One of the most common migraine triggers is the weather. In a recent study, 75% of sufferers reported headaches brought on by changes in atmospheric pressure. It’s a simple matter to avoid something like red wine if you know this is one of your personal triggers, but what can you do about headaches brought on by fluctuations in barometric pressure?
The first step is to understand what the term means, and how it can potentially affect you.
What is Barometric Pressure?
Barometric pressure is a combination of the air and water pressure in the atmosphere, which changes according to the prevailing weather conditions. Air pressure refers to the force exerted by the weight of air overhead, which explains why high altitudes tend to have a low air pressure. Water pressure refers to the same thing, which is why deep-sea divers feel an increase in pressure the deeper they dive, caused by the weight of the water.
Existing in either a low or a high level of pressure isn’t the main issue among migraine sufferers. What seems to trigger the pain for most people is a change in air pressure. Some people have learned to predict the weather according to how they feel, even sensing the arrival of storms, for instance.

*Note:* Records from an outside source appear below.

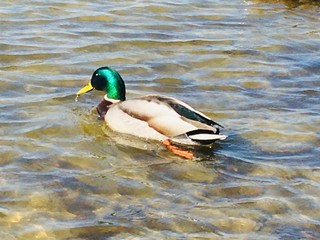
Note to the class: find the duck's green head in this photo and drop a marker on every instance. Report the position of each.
(108, 80)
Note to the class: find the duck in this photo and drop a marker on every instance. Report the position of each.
(153, 117)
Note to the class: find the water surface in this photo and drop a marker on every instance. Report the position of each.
(253, 67)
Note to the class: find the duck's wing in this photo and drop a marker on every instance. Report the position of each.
(183, 109)
(167, 116)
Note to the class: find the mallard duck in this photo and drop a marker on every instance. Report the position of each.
(153, 117)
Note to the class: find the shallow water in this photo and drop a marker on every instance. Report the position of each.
(253, 67)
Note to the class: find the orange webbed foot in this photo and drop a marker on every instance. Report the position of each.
(178, 151)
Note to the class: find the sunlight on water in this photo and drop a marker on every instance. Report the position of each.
(252, 66)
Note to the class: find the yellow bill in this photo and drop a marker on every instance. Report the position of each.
(85, 89)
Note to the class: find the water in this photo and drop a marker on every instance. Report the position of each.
(252, 66)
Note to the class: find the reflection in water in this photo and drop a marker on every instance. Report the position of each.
(250, 65)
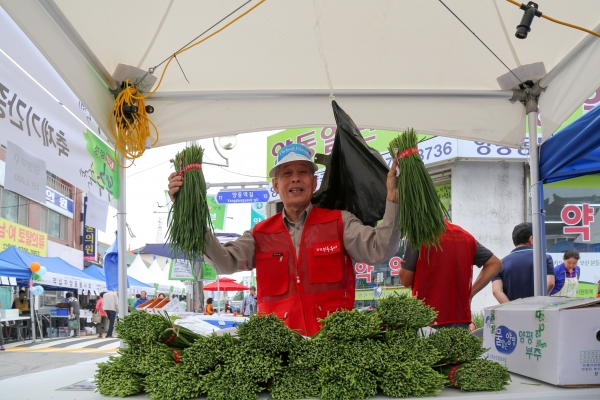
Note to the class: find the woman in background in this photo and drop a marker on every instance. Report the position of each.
(567, 275)
(103, 325)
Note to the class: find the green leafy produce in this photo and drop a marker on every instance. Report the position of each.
(456, 345)
(189, 218)
(113, 378)
(405, 311)
(268, 333)
(148, 358)
(174, 384)
(350, 326)
(346, 382)
(221, 385)
(421, 214)
(408, 346)
(478, 375)
(295, 383)
(411, 379)
(207, 352)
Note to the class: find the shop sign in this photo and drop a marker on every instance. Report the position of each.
(217, 212)
(27, 239)
(90, 238)
(572, 215)
(59, 203)
(35, 121)
(258, 213)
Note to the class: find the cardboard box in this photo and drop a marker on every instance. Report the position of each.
(9, 313)
(552, 339)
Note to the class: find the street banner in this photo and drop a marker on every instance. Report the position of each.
(27, 239)
(258, 213)
(33, 120)
(181, 270)
(25, 173)
(217, 212)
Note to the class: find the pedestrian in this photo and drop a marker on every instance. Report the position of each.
(208, 309)
(141, 300)
(249, 303)
(110, 304)
(515, 280)
(566, 275)
(443, 277)
(103, 325)
(304, 255)
(73, 314)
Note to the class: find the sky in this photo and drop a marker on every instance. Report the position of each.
(147, 180)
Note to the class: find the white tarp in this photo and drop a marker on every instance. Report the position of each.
(390, 64)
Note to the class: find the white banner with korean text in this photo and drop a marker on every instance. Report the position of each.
(33, 120)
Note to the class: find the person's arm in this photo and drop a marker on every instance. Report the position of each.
(489, 270)
(379, 244)
(231, 257)
(550, 280)
(408, 267)
(499, 292)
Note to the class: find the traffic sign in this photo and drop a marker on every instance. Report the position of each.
(242, 196)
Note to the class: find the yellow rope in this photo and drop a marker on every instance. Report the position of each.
(133, 136)
(516, 3)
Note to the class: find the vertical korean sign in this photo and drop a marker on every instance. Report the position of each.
(217, 212)
(89, 238)
(33, 120)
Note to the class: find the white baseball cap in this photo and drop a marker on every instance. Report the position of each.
(292, 152)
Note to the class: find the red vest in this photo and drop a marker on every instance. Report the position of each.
(443, 278)
(300, 289)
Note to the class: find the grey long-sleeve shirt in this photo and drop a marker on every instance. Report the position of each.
(363, 243)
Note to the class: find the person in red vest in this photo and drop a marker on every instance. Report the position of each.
(443, 278)
(303, 255)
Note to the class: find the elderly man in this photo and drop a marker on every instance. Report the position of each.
(303, 256)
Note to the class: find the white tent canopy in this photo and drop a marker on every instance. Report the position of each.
(390, 64)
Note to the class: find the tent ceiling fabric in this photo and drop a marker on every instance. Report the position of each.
(275, 67)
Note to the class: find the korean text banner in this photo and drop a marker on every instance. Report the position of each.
(33, 120)
(27, 239)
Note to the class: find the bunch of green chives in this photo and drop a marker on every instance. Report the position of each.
(421, 213)
(189, 217)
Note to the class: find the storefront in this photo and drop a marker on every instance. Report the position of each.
(485, 188)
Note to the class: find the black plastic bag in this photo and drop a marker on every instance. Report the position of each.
(355, 176)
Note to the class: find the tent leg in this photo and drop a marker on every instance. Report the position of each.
(539, 260)
(122, 239)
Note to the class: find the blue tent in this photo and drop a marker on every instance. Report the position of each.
(98, 273)
(67, 276)
(574, 151)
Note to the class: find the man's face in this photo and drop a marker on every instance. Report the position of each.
(295, 183)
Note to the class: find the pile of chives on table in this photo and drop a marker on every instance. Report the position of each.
(421, 212)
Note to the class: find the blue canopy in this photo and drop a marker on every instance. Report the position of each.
(98, 273)
(574, 151)
(17, 261)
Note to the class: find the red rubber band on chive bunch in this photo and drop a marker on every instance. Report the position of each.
(451, 376)
(408, 152)
(177, 356)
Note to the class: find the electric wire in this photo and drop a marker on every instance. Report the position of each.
(131, 130)
(482, 42)
(557, 21)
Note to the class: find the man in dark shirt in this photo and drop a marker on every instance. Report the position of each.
(515, 280)
(443, 278)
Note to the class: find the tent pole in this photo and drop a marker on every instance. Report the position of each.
(122, 236)
(539, 273)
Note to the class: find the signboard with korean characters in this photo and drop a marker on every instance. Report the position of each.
(33, 120)
(27, 239)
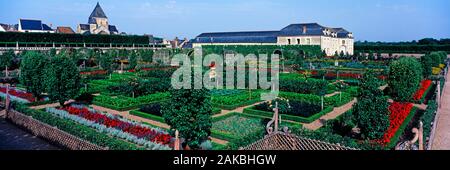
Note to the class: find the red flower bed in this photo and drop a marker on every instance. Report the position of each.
(139, 131)
(20, 94)
(424, 85)
(149, 69)
(399, 112)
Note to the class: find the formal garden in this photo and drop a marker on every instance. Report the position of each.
(123, 100)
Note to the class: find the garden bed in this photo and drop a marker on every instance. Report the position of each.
(231, 102)
(122, 103)
(253, 111)
(79, 130)
(130, 131)
(235, 126)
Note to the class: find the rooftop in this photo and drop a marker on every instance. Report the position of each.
(286, 141)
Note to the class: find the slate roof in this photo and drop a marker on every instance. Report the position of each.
(285, 141)
(96, 13)
(112, 28)
(85, 27)
(28, 24)
(45, 27)
(238, 37)
(305, 29)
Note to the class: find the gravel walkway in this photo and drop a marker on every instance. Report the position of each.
(442, 135)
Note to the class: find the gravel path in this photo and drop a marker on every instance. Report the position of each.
(15, 138)
(441, 139)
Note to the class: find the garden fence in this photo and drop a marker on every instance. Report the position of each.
(433, 131)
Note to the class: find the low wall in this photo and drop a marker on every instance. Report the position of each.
(50, 133)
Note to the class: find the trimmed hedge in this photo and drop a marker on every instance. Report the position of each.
(72, 38)
(401, 129)
(78, 130)
(288, 51)
(147, 116)
(122, 103)
(253, 111)
(409, 48)
(232, 107)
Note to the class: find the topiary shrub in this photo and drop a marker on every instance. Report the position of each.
(405, 75)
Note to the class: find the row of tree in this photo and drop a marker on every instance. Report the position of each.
(405, 74)
(58, 76)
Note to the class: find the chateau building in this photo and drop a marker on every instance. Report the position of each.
(331, 40)
(36, 26)
(97, 24)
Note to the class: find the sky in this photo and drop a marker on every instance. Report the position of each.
(371, 20)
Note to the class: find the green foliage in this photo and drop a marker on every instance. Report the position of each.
(72, 38)
(303, 86)
(7, 59)
(236, 126)
(427, 65)
(136, 87)
(132, 60)
(288, 51)
(107, 60)
(428, 118)
(404, 79)
(122, 103)
(371, 110)
(77, 130)
(32, 74)
(189, 112)
(146, 55)
(400, 48)
(62, 79)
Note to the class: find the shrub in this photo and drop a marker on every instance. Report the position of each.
(405, 75)
(189, 112)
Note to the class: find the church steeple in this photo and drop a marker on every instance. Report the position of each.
(97, 13)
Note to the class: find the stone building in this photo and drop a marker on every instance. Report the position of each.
(331, 40)
(35, 26)
(97, 23)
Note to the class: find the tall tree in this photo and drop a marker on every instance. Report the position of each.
(62, 79)
(189, 111)
(371, 111)
(7, 59)
(132, 60)
(405, 75)
(32, 72)
(427, 65)
(107, 60)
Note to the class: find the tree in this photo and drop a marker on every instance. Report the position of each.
(189, 111)
(323, 55)
(32, 72)
(7, 59)
(405, 75)
(371, 111)
(62, 79)
(146, 55)
(427, 65)
(107, 60)
(132, 60)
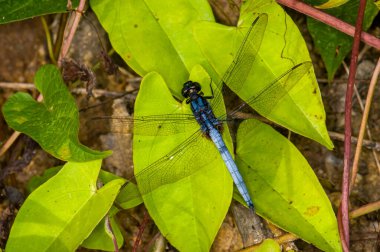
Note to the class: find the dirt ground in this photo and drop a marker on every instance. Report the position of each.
(23, 50)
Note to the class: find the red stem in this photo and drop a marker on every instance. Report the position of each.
(141, 231)
(330, 20)
(347, 131)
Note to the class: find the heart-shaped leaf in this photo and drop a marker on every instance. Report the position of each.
(283, 47)
(61, 213)
(155, 35)
(192, 188)
(54, 124)
(283, 186)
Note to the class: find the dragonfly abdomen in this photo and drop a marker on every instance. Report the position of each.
(231, 166)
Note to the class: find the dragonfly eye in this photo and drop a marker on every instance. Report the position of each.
(190, 87)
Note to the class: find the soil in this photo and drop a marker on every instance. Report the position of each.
(23, 50)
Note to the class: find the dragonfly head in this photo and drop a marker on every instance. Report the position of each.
(191, 88)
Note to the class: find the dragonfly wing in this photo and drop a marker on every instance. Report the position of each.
(186, 159)
(239, 69)
(266, 99)
(154, 125)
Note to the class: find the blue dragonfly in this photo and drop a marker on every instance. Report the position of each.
(179, 163)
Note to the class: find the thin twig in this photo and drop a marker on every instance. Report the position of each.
(286, 238)
(366, 209)
(69, 38)
(60, 34)
(96, 92)
(48, 39)
(141, 231)
(330, 21)
(341, 80)
(364, 126)
(344, 207)
(366, 143)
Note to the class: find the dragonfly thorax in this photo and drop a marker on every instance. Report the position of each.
(191, 91)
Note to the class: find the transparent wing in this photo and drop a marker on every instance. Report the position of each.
(239, 69)
(271, 94)
(154, 125)
(187, 158)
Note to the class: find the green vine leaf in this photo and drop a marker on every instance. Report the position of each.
(156, 35)
(54, 124)
(283, 47)
(191, 197)
(15, 10)
(72, 207)
(285, 189)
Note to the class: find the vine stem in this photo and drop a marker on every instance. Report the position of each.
(69, 38)
(344, 207)
(363, 124)
(330, 20)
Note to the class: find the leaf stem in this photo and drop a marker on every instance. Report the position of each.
(366, 209)
(330, 20)
(69, 38)
(344, 207)
(48, 40)
(363, 124)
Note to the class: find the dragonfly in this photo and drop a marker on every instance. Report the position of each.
(179, 163)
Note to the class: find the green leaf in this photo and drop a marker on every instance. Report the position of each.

Weather forecasters often speak of weather fronts, and these refer to changes in barometric pressure. Red or blue bars on the weather map on TV usually indicate these approaching changes. Blue indicates low pressure, with red indicating high-pressure fronts.
- Low or falling barometric pressure is associated with deteriorating weather conditions or storms approaching. Air pressure can fall quickly, and migraine sufferers frequently detect this rapid change.
- High or rising barometric pressure signals better weather, as well as rising temperatures that could lead to an increase in humidity levels. High humidity is a common migraine trigger.
How Barometric Pressure Affects Migraine Sufferers
As with many aspects of migraines, there’s no single, definitive explanation of exactly what causes barometric pressure headaches, although there are various suggestions:
- A change in oxygen levels caused by high or low humidity. High humidity saturates the air with moisture, reducing oxygen levels and making it harder for the patient's brain to receive the correct amount of oxygen to function properly. Blood vessels may expand or contract to compensate, potentially compressing nerve fibers.
- Changes in electrical charges in the atmosphere. Positive ionization, for instance, is linked to the release of serotonin.
- Brainstem migraine receptors triggered by changing pressure on brain fluid.
- Pressure differences in air trapped in the inner ear or in blocked nasal cavities, similar to sinus headaches.
Sometimes just knowing that a headache is on the way can help you ward off the main symptoms by taking medication early in the cycle. Headaches brought on by changes in the atmosphere are no different, although they may be harder to deal with because you know there’s no avoiding it. You can’t change the weather, after all. That doesn’t mean there’s no hope, however. Here are a few things you can do:
- Monitor the weather. You could install weather apps on your smartphone or tablet and pay attention to approaching weather fronts that could provoke an attack.
- Keep a weather/migraine diary. If you’re unsure to what extent changes in air pressure affect your migraines, keeping track of episodes and noting the weather conditions can help you identify common patterns. A good barometer could help if you want to record the actual air pressure, or fluctuations in pressure that add up to migraine conditions. There is even a migraine barometer that alerts you to falling or rising pressure once you figure out what your individual pattern is and program it accordingly.
- Control indoor humidity levels. Too high a level of humidity in your home is not only bad for furnishings and decor (it promotes mold growth), but it’s also bad for your (and your family's) health. The humidity can cause a variety of symptoms ranging from respiratory infections to allergies and headaches. Dehumidifiers help to regulate humidity levels in the home.
- Avoid known trigger situations, such as going out in high winds or extreme heat or cold, if possible. Often it’s not convenient to stay indoors no matter what the weather is doing, but if you can avoid it, you should.
- Stay hydrated. Hot, humid weather can lead to heat exhaustion and dehydration, both of which can lead to headaches. Sip water at regular intervals, remembering that by the time you feel thirsty you’re already dehydrated.
Even in those people who don’t suffer from migraine headaches, changes in air pressure can provoke a ‘heady’ feeling which is uncomfortable. When those changes become a migraine trigger, recognizing the symptoms and taking appropriate action can help minimize pain levels and the duration of the headache.